Fishing up north — along with lumber, trade and the gold rush — gave the young Seattle its early legs. Two new books provide a firsthand view of what fishing Alaskan waters is really like.
Capt. Jonathan Allen’s self-published “The Big Bucks Guide to Commercial Fishing in Alaska: How to Run Away to Alaska, Work Harder than You Ever Thought Possible, and Perhaps Even Get Paid,” is crazily good.
Allen, a resident of Idaho, has the academic chops — he’s a 1980 graduate of the California Maritime Academy, with an Unlimited Third Mates License — and the experience to know what he’s talking about. His worldview includes “a deep distrust of anyone wearing khaki.”
After nine years working cargo ships, tankers and research ships, Allen turned to fishing: trawling, crabbing and longlining.
He writes with a light-hearted, gallows humor about a heavy subject that has, no doubt, served him well at sea.
“I’m not an advocate of walking the docks to find a fishing job — unless it’s in Seattle,” Allen observes. “That may be because I’ve hired dozens of deckhands and processors off the docks, or on the side of the road, in Dutch Harbor, and it never quite worked out. I think that’s because everyone I hired in Dutch Harbor had just been fired in Dutch Harbor.”
The pressures on a fisher’s body and mind can be superhuman. “Crabbing in the Bering Sea is by far the most dangerous fishing in Alaska,” he writes. “All fishing is a gamble, but crabbing is the wildest gamble of them all.”
We’re given an insider’s lowdown on all phases of the occupation — from working the processors, payment issues, a survey of salmon fishing areas to survival suits and survival steps at sea.
Along the way, Allen supplies sidebars with colorful anecdotes, plus a list of how not to get yelled at, fired or beat up on a fishing boat. No. 1? “Don’t claim to know how to cook if you can’t.”
This is an entertaining and informative glimpse from the trenches of our ongoing history.
“The Big Bucks Guide to Commercial Fishing in Alaska,” by Capt. Jonathan Allen. Prodigious Press, 240 pages.
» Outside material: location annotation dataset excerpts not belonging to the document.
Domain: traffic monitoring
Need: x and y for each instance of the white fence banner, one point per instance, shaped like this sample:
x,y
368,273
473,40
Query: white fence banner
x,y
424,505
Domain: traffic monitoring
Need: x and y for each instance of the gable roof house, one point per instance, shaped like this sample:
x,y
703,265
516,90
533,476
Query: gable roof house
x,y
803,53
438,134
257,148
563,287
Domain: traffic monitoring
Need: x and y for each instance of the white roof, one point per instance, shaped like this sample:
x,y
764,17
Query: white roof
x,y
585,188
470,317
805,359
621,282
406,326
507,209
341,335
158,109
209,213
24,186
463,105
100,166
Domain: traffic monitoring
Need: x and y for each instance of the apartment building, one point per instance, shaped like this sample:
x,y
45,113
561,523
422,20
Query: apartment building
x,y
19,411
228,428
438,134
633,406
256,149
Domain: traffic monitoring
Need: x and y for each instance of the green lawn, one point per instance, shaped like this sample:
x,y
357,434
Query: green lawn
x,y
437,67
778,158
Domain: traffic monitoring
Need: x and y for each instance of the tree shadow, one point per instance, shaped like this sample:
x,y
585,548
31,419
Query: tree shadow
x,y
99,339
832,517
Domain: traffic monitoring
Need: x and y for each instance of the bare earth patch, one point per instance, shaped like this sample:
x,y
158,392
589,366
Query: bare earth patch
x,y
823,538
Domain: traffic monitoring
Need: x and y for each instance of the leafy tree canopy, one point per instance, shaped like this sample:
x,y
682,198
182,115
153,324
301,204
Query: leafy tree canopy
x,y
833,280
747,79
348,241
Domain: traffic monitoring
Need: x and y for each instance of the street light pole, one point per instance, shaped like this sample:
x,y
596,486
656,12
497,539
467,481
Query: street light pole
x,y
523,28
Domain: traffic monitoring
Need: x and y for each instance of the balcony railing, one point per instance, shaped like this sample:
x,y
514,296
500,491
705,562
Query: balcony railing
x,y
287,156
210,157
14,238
Softcover, $19.95.
A real-life coming-of-age
“Four Thousand Hooks: A True Story of Fishing and Coming of Age on the High Seas of Alaska,” by Dean Adams, is a gripping memoir that reads like a novel.
The book opens in summer 1972 with an Alaskan fishing schooner, the Grant, going down; the book rewinds from there to relate the 16-year-old narrator’s adventures on his uncle’s doomed boat.
Adams, who went on to captain his own vessel, earned his bachelor’s and master’s degrees from the School of Aquatic and Fishery Science at the University of Washington. He’s a writer who can put you there.
Here he is on the dangers of longlining: “My mind flashed from one horror to the next. If the hook snagged Freddy’s arm, would the hook tear out of his flesh? Or, would he be pulled overboard and sink to the bottom with the gear? If Freddy screamed, could Jack hear him over the deafening roar of the engine? If Jack did hear him, how quickly would the boat come to a halt? I knew how long it took the boat to speed up. How long would it take for the boat to come to a standstill?”
Sig Hansen of “Deadliest Catch” wrote the book “brought back memories I didn’t know I had.”
“Four Thousand Hooks: A True Story of Fishing and Coming of Age on the High Seas of Alaska,” by Dean J. Adams, 2012. University of Washington Press, 280 pages. Hardcover, $26.95.